Doing what we do and saying what we say… we tend to get ourselves in a bit of trouble.
It’s especially true when we muse about money, the topic we’ve spent the most time studying.
We remember a finger that was pointed at us nearly a decade ago.
We wrote something for a major financial outlet that smacked the face of the wonks in academia. We said the best way to get rich in the stock market isn’t to study fundamentals or to pore over the latest earnings reports. No, the easiest way to make money is to know what Uncle Sam will do next.
The editor we sent the work to wasn’t happy.
“That’s the problem,” he said. “Everybody has the power to spout whatever crazy idea he wants.”
We figured his wife must be on Washington’s payroll.
Proved Him Wrong… Way Wrong
We’d like to find that editor today (we imagine he’s been politely asked to retire) and show him a few facts.
First, we’d show him our Manward Trader portfolio. Two of the ticker symbols in it represent companies that get the majority of their sales from Uncle Sam. Both are crushing the returns of the broad market… with gains as high as 88%.
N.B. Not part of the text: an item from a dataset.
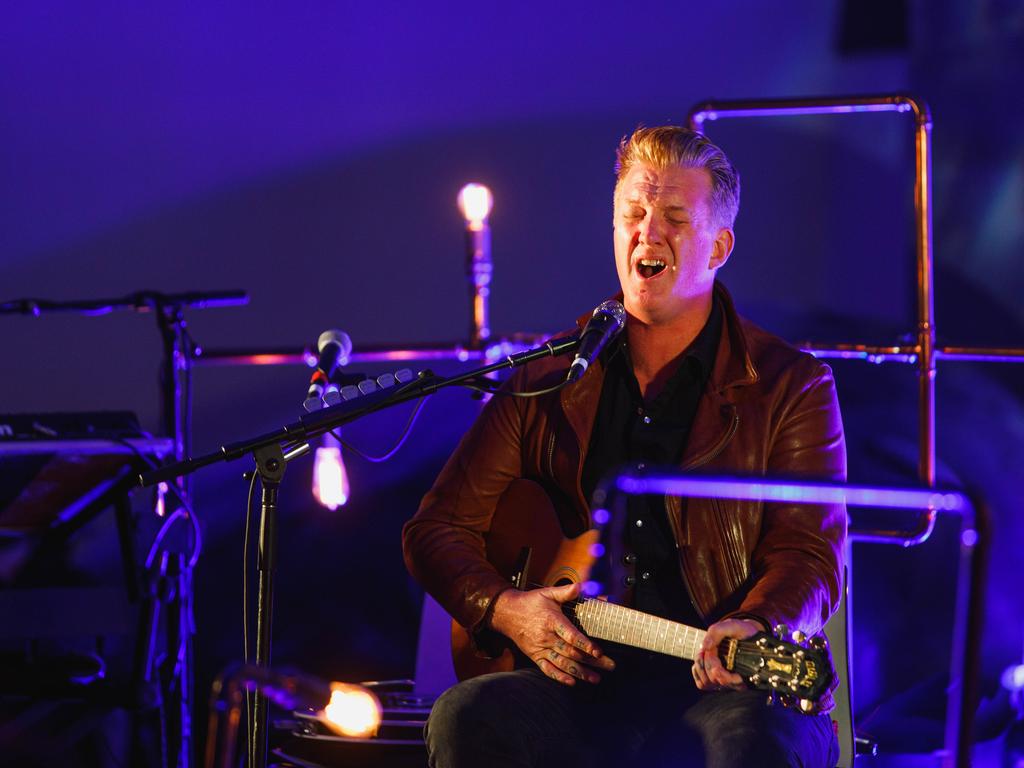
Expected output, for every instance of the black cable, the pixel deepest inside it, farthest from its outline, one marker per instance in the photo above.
(401, 438)
(477, 386)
But we’d also remind him that we don’t have a pony in this race. We’re profit agnostics. We don’t care where the gains come from… that when we trade on Uncle Sam, we’re really just trading on the half-cocked news that agencies like his report.
As always, the numbers back us up.
You see, we did some digging recently.
We wanted to prove that the media wants the economy to turn sour. After all, a self-fulfilling recession would be good for ratings and good for its political bent.
It’s why the headlines are dour, and yet the economic numbers are good… if not great.
We dug through the stats from the 2008 recession. We wanted to see just what the media was reporting… and why.
The numbers are fascinating.
If It Bleeds Lies… It Leads
Of all the stories printed or aired… the government led most of them. With 32% of the coverage, the White House’s and Washington’s responses to the downturn was the most covered story.
What’s most interesting is what got 23% of the media’s attention.
It was the media.
According to the folks at the Pew Research Center, after the press was done talking about the White House’s reaction to the Great Recession… it talked about itself.
Nearly a quarter of all stories were “initiated by the press itself and did not rely on an external news trigger.”
In other words, the newspapers and TV outlets were filling air with speculation, hype and anything they thought could get eyeballs.
If they had to wait for a real news story… there’d be dead air, low ratings and classic I Love Lucy reruns.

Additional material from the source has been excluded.